So shall they put my name upon the people of Israel, and I will bless them. (Bemidbar / Numbers 6:27; ESV)
This week's parsha (Torah portion) contains the well-known blessing that God entrusted to Moses' brother Aaron and his descendants, the cohanim (English: priests). Through this blessing they were to put God's name on the people of Israel.
When we read of God's name, we need to keep in mind that in that culture a name communicated something of the nature of the person or thing being named. Names were not simply a label in the way names are used today, where it is not uncommon for a person to be given a name because their parents like the sound of it. It is interesting that many if not most people today don't even know the meaning of their own names.
So when the cohanim were to put God's name on the people, it was not about the sounds of the consonants and vowels. The pronouncement of this blessing was not a magical formula that in itself caused things to happen to the hearers. It was what the blessing signified; its meaning made the difference. This is not to say that they could have used any words they wanted, since meaning is conveyed through words. Yet at the same time, saying the right words in themselves has no power.
The name that the cohanim were to put on the people is signified by the four Hebrew letters "yod", "hey", "vav", "hey" and is derived from the concept of "to be" or "existence". Its meaning is probably best explained when God referred to himself as "I am who I am" (Shemot / Exodus 3:14). Unlike anything else in the universe, God is the great Being or Self-Existing One. All existence is derived from him, while he is derived from nothing but himself.
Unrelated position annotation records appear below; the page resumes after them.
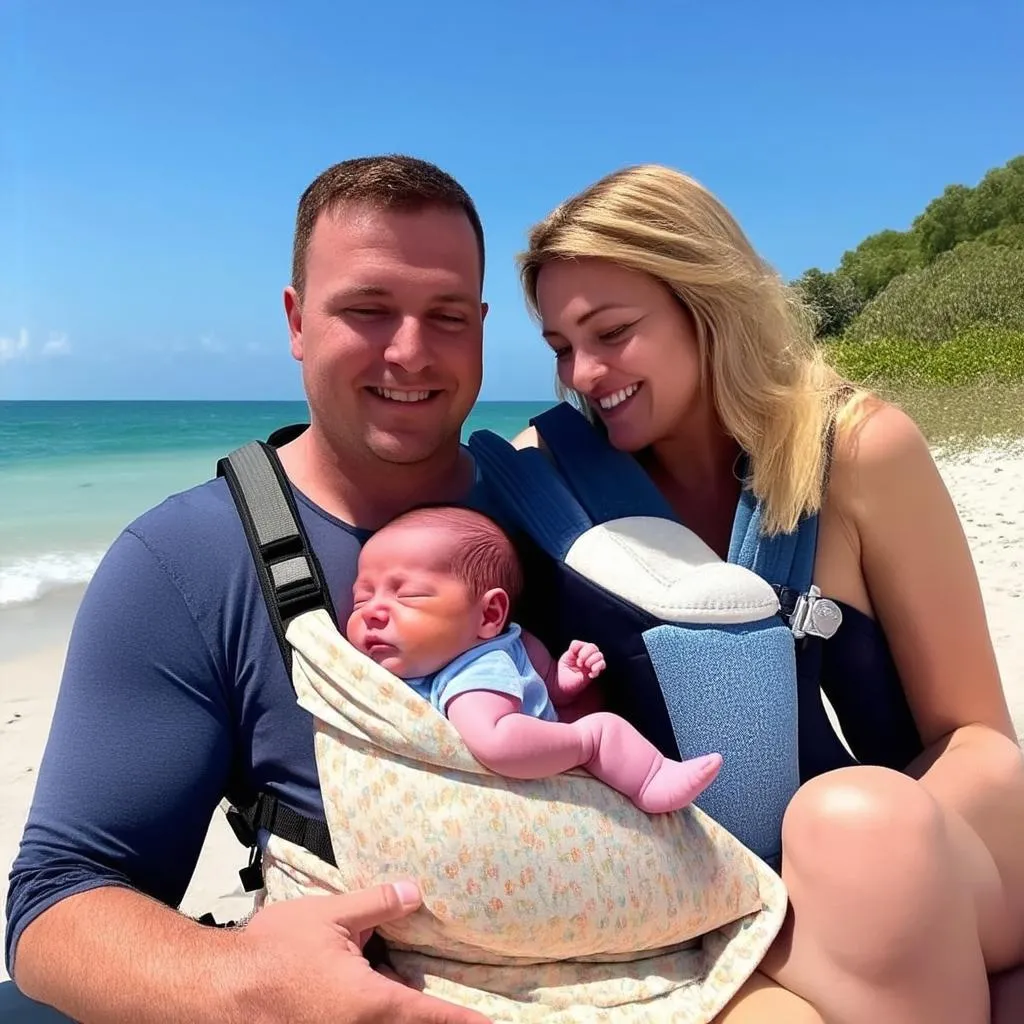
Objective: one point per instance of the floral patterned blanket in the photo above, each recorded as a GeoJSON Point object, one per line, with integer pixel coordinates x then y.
{"type": "Point", "coordinates": [551, 900]}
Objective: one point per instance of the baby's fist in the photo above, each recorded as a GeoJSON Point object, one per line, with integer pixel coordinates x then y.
{"type": "Point", "coordinates": [585, 657]}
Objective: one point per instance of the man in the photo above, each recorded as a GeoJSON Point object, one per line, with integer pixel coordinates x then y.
{"type": "Point", "coordinates": [174, 691]}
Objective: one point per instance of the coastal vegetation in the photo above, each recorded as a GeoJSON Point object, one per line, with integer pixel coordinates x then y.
{"type": "Point", "coordinates": [940, 304]}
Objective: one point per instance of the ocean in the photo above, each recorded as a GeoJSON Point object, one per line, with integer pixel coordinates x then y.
{"type": "Point", "coordinates": [74, 473]}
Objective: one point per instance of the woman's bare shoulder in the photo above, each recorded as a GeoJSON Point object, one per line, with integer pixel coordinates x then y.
{"type": "Point", "coordinates": [526, 438]}
{"type": "Point", "coordinates": [880, 451]}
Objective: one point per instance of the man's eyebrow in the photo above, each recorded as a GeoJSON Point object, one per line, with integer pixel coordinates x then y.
{"type": "Point", "coordinates": [377, 291]}
{"type": "Point", "coordinates": [588, 315]}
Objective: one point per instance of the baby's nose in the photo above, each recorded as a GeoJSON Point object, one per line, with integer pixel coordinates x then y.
{"type": "Point", "coordinates": [375, 612]}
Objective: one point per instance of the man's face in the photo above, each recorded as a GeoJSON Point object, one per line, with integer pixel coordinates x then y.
{"type": "Point", "coordinates": [390, 331]}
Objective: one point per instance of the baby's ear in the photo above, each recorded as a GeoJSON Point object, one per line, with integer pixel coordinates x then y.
{"type": "Point", "coordinates": [494, 612]}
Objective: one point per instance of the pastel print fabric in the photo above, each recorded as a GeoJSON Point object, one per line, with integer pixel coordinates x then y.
{"type": "Point", "coordinates": [551, 900]}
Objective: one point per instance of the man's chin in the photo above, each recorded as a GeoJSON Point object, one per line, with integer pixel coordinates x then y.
{"type": "Point", "coordinates": [408, 450]}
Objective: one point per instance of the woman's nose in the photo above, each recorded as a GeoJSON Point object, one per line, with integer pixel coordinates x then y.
{"type": "Point", "coordinates": [588, 371]}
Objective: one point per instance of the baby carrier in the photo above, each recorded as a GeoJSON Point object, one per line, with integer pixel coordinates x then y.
{"type": "Point", "coordinates": [700, 652]}
{"type": "Point", "coordinates": [555, 899]}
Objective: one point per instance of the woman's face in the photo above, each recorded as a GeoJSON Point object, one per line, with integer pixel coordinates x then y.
{"type": "Point", "coordinates": [626, 343]}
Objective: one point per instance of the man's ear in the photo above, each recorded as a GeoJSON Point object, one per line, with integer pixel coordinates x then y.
{"type": "Point", "coordinates": [293, 310]}
{"type": "Point", "coordinates": [494, 612]}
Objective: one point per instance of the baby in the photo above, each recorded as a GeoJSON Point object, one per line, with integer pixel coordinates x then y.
{"type": "Point", "coordinates": [432, 598]}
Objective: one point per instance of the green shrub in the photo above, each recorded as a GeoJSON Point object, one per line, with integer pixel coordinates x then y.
{"type": "Point", "coordinates": [978, 354]}
{"type": "Point", "coordinates": [974, 285]}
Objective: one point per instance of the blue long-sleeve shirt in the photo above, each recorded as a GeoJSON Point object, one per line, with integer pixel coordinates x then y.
{"type": "Point", "coordinates": [174, 692]}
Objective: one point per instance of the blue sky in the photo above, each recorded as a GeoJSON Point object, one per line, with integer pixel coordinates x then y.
{"type": "Point", "coordinates": [152, 155]}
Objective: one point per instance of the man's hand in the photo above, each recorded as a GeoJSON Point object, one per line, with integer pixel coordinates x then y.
{"type": "Point", "coordinates": [305, 958]}
{"type": "Point", "coordinates": [582, 663]}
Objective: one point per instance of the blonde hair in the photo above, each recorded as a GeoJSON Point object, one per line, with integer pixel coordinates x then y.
{"type": "Point", "coordinates": [772, 388]}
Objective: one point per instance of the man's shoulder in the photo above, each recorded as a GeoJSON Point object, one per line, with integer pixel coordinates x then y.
{"type": "Point", "coordinates": [199, 519]}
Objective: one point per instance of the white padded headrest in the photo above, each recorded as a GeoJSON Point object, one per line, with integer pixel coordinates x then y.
{"type": "Point", "coordinates": [668, 570]}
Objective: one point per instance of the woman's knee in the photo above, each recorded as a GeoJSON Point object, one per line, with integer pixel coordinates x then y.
{"type": "Point", "coordinates": [871, 844]}
{"type": "Point", "coordinates": [860, 816]}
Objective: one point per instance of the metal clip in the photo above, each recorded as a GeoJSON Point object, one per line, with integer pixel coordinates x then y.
{"type": "Point", "coordinates": [815, 615]}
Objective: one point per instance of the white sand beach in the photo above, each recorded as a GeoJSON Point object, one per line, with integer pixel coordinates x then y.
{"type": "Point", "coordinates": [987, 486]}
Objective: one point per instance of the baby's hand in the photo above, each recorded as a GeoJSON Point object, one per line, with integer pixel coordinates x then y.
{"type": "Point", "coordinates": [582, 663]}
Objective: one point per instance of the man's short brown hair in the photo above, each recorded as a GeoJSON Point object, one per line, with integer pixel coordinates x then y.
{"type": "Point", "coordinates": [392, 181]}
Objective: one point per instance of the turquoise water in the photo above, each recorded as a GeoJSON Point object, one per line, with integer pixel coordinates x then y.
{"type": "Point", "coordinates": [74, 473]}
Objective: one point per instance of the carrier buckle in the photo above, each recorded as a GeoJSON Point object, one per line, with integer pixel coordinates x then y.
{"type": "Point", "coordinates": [815, 615]}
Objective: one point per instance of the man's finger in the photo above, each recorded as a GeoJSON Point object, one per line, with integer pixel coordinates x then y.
{"type": "Point", "coordinates": [364, 910]}
{"type": "Point", "coordinates": [412, 1007]}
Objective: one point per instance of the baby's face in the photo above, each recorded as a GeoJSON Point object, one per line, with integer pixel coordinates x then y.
{"type": "Point", "coordinates": [409, 613]}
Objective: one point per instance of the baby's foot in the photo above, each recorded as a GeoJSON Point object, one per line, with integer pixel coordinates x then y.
{"type": "Point", "coordinates": [674, 784]}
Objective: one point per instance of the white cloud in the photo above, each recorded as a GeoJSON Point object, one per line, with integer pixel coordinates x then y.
{"type": "Point", "coordinates": [56, 344]}
{"type": "Point", "coordinates": [22, 346]}
{"type": "Point", "coordinates": [211, 344]}
{"type": "Point", "coordinates": [14, 348]}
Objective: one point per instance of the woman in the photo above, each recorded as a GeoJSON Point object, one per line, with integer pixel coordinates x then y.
{"type": "Point", "coordinates": [906, 880]}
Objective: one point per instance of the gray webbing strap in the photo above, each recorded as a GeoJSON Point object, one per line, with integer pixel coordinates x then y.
{"type": "Point", "coordinates": [287, 568]}
{"type": "Point", "coordinates": [271, 516]}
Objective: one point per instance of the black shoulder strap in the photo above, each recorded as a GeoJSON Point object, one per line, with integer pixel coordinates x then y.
{"type": "Point", "coordinates": [289, 572]}
{"type": "Point", "coordinates": [293, 583]}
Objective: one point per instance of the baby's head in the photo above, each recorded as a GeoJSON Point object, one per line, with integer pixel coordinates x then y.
{"type": "Point", "coordinates": [430, 585]}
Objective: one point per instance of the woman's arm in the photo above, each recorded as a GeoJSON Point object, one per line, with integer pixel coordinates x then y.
{"type": "Point", "coordinates": [920, 577]}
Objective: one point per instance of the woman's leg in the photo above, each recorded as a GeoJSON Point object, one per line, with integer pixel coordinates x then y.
{"type": "Point", "coordinates": [762, 1000]}
{"type": "Point", "coordinates": [898, 904]}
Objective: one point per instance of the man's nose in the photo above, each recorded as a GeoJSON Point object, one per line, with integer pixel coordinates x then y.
{"type": "Point", "coordinates": [409, 346]}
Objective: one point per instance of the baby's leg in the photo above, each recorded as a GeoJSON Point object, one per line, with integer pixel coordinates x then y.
{"type": "Point", "coordinates": [519, 747]}
{"type": "Point", "coordinates": [624, 759]}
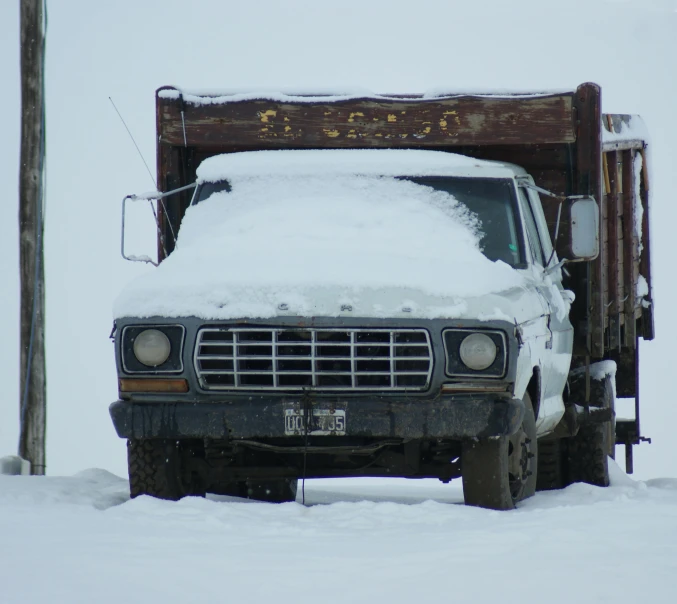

The concept of blessing flows from God's self-existence. Blessing is the act of filling something or someone with life. For example, when a tree is fruitful, life, which is derived from God alone, has flowed into the tree resulting in abundant fruit. That process is called "blessing."
The cohanim were God's chosen channels through which blessing flowed. By pronouncing these words, or rather what these words signified, they brought life to the people of Israel.
Interestingly the blessing they were to say, used the singular when speaking to the nation. While God instructs the cohanim to speak to "them", the nation (vv. 22, 27), every use of the word "you" in the blessing itself is singular. God's intention for his people is that each of us individually would receive life from him.
Through the Messiah, we can receive that life. Yeshua is the Cohen HaGadol, the Great High Priest, through whom we can receive the power of God's name. Just as the cohanim of old reminded us that we cannot derive God's blessing on our own, it is through the life, death and resurrection of the Messiah that we can truly know God and be filled with his life.